One example he recalled was a recent bill that would have mandated minimum wage in Minnesota. The bill passed the state legislature, but rideshare giants Uber and Lyft threatened to reduce their presence in the state because of it.
Walz vetoed the legislation in 2023. He later signed a separate bill to raise rideshare drivers’ pay.
George said he sees Minnesota as a great place to do business, but he acknowledged that some taxes are high.
“People don’t always like the tax environment. But as long as taxes are going to help people, I’m in favor of it,” he said.
George also admitted that once Walz and Democrats won control of the legislature in the 2022 elections, they moved more quickly to increase some taxes on the wealthy.
“They wanted to get some things for the people through,” he said.
The Harris team noted that Minnesota is ranked sixth in the nation in CNBC’s study of the best places to conduct business.
They also highlighted several private sector investments in Minnesota, like the $5 billion expansion underway at the Mayo Clinic, in Rochester, Minn.
In a formal statement, the Harris campaign said Walz has been a strong leader and enacted polices that have cut taxes for working families.
“After Donald Trump devastated our nation’s economy, Gov.

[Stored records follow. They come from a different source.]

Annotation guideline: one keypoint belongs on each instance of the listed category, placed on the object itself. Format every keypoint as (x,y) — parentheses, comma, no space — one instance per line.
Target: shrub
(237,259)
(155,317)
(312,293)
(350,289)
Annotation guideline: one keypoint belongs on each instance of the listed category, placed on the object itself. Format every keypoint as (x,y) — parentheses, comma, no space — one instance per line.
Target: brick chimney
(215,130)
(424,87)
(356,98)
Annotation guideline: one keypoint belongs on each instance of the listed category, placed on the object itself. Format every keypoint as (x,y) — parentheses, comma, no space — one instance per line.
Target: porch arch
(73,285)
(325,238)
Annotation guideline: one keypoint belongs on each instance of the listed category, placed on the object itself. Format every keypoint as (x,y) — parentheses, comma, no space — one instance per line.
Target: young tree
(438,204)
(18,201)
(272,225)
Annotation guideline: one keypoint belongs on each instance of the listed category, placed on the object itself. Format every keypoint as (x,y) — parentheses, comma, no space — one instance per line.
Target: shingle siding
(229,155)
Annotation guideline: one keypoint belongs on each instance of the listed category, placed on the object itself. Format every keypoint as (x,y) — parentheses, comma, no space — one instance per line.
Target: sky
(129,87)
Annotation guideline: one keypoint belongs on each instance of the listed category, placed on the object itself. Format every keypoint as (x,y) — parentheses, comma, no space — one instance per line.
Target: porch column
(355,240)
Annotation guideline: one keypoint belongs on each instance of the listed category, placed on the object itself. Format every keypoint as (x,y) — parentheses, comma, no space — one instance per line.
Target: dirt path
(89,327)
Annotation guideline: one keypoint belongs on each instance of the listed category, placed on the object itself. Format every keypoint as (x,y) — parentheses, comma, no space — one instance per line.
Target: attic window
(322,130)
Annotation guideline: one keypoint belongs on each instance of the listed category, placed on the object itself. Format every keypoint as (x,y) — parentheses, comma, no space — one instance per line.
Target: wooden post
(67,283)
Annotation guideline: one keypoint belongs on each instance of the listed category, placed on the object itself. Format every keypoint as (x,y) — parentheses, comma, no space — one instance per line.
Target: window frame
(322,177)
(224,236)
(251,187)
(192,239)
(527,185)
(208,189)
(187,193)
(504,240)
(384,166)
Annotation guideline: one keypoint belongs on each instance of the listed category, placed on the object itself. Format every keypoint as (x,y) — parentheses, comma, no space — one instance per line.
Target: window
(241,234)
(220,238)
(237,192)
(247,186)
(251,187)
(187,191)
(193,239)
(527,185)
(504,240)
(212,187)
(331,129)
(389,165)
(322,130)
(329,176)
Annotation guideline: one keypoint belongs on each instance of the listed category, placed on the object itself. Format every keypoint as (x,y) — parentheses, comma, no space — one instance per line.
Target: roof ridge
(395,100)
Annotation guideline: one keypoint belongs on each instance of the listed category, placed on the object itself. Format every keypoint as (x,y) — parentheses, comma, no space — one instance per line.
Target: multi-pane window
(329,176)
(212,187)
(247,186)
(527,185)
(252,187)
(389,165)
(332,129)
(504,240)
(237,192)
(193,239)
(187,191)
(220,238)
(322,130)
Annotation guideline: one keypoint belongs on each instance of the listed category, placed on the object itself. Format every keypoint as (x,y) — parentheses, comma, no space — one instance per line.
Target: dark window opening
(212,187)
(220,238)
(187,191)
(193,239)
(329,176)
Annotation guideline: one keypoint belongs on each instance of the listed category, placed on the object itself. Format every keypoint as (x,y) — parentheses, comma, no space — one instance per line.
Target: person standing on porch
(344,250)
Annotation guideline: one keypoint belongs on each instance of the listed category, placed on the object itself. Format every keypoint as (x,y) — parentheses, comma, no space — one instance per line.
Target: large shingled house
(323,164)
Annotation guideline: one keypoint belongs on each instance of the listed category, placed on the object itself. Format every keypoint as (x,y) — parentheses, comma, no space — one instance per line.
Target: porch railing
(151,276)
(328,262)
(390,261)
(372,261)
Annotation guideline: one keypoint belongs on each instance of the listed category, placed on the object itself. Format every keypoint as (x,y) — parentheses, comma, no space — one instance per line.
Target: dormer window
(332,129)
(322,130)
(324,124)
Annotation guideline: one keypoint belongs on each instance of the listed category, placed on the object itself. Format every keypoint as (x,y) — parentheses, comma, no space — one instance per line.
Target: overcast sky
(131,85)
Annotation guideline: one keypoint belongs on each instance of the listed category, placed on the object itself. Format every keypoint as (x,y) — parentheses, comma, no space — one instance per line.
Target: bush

Walz led Minnesota back with strong leadership, competent management, and smart policies – cutting taxes for working families and reaching the lowest state unemployment rate in recorded history,” said Harris campaign spokesman Charles Lutvak.
“Every day until November 5, Trump will have to defend his record of instability and unpopular anti-growth agenda against Team Harris-Walz’s record and vision to foster business growth, create jobs, and lower costs for the American people.”